Sie essen im Wirtshaus und bewachen ansonsten Schiff und Ladung. Das ist ein ziemlich teures Bötchen - hab ich Ihnen das schon erzählt? Aber es befindet sich nichts Interessantes darauf - ich hab das schon überprüft.«

»Wir klären jetzt selbst, um was für ein Schiff es sich da handelt und ob sich dort wirklich nichts Interessantes finden lässt. Vielen Dank für die Kamra, Nuli, doch ich gebe Ihnen einen guten Rat: Trinken Sie lieber das hiesige Gebräu. Ich glaube, Ihrem Mitarbeiter Du Idun ist das Gesöff aus Iraschi auf den Magen geschlagen. Es schmeckt bitter, und mein Bauch tut mir schon nach einer Tasse weh. Und bleiben Sie ganz Ohr: Wenn Sie irgendwann noch was über diese Gürtel hören, melden Sie sich bitte jederzeit per Stummer Rede bei mir. Ich beschlagnahme alle Unterlagen über die Alte Jungfer. Das war's. Schönen Tag noch, Nuli. Wir gehen jetzt, Max.«

Auch ich verabschiedete mich von dem sympathischen Zollbeamten, und wir gingen in den Hafen, um uns das Schiff anzusehen und den Kapitän kennen zu lernen.

Das Segelschiff war wirklich hübsch - genau wie der Kapitän, ein wohlproportionierter Schönling mit langem Zopf und einem Bart bis zur Taille. Er begrüßte uns schon an der Gangway. Auch seine Kleidung war interessant, denn er trug eine weit geschnittene schwarze Hose und eine ebenso großzügige schwarze Jacke, die ihm bis zu den Knien reichte. Sollte er den bewussten Gürtel tragen, dann unter seinen Kleidern.

»Kapitän Gjata. Stehe zu Diensten«, stellte er sich trocken vor. Er sprach mit so lustigem wie schwerem Akzent. Lob und Preis sei den Magistern!, dachte ich. Zum Glück kommt er nicht aus Iraschi - sonst brauchten wir einen Dolmetscher.

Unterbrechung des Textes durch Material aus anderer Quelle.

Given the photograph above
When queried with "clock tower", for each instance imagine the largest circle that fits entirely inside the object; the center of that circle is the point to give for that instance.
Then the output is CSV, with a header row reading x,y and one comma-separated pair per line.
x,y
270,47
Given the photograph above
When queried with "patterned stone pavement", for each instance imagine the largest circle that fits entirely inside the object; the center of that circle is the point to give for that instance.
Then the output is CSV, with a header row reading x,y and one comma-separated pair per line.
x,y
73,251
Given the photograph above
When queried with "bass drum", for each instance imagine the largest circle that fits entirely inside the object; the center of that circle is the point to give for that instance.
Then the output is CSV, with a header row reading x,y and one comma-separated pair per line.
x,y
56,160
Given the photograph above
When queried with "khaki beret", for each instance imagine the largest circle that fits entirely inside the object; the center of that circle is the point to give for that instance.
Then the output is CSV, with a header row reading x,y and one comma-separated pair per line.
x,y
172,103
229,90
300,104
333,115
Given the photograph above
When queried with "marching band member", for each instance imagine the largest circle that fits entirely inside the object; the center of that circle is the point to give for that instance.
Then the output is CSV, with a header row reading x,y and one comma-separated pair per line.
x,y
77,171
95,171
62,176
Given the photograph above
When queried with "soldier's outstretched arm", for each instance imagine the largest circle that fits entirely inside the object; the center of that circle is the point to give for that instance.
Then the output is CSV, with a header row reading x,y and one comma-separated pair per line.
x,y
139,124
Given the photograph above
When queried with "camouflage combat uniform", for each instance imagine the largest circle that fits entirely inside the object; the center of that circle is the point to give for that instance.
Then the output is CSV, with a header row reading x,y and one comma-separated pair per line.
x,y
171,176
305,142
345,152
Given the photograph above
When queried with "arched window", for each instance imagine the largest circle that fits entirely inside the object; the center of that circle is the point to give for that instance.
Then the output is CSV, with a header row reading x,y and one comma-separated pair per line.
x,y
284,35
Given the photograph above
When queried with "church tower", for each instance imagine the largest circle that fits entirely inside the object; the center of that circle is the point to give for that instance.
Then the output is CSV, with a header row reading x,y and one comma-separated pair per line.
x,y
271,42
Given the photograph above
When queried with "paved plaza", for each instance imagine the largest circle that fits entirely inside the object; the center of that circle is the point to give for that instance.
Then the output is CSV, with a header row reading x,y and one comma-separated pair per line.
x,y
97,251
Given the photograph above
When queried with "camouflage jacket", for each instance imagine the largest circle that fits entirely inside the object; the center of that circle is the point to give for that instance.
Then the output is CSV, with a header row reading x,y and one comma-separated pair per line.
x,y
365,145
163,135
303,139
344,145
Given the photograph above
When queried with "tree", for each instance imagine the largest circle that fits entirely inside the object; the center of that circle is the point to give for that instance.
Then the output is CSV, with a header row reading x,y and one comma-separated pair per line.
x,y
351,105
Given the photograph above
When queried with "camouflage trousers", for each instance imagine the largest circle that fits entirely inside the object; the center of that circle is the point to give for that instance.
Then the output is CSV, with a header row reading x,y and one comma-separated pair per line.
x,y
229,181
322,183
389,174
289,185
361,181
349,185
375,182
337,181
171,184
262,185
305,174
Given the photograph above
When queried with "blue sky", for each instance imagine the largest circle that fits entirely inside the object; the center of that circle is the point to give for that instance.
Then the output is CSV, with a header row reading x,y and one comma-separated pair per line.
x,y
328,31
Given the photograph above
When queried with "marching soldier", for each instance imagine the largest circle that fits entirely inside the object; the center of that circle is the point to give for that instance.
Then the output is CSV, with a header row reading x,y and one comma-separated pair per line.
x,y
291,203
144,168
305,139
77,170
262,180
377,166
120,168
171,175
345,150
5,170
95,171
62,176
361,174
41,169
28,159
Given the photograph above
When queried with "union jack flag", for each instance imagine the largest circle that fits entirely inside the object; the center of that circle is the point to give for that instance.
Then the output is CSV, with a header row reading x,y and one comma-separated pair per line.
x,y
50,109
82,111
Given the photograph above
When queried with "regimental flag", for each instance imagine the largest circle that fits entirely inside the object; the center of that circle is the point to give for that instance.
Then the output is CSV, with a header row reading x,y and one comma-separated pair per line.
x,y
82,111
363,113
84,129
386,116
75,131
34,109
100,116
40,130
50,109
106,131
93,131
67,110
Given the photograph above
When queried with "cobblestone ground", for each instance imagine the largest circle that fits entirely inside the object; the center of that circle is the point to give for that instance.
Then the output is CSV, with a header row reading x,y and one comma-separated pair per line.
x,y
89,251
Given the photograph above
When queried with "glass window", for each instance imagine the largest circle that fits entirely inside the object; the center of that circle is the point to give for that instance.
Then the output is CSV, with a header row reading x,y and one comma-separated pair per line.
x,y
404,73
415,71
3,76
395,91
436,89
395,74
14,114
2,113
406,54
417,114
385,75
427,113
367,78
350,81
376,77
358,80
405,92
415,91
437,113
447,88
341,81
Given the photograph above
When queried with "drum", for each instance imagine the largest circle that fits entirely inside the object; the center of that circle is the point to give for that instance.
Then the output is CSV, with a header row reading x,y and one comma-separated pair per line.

»Kleiner Geheimer Suchtrupp der Stadt Echo. Wir möchten Ihr Schiff inspizieren«, meinte Sir Kofa ebenso trocken.

»Es gehört Herrn Agon und ist für Fremde nicht zugänglich«, erklärte der Kapitän.

»Der Kleine Geheime Suchtrupp darf im gesamten Vereinigten Königreich durchsuchen, was immer er mag«, entgegnete Sir Kofa. So verbindlich sein Ton auch war - in ihm schwang etwas Bedrohliches mit, das mir neu war.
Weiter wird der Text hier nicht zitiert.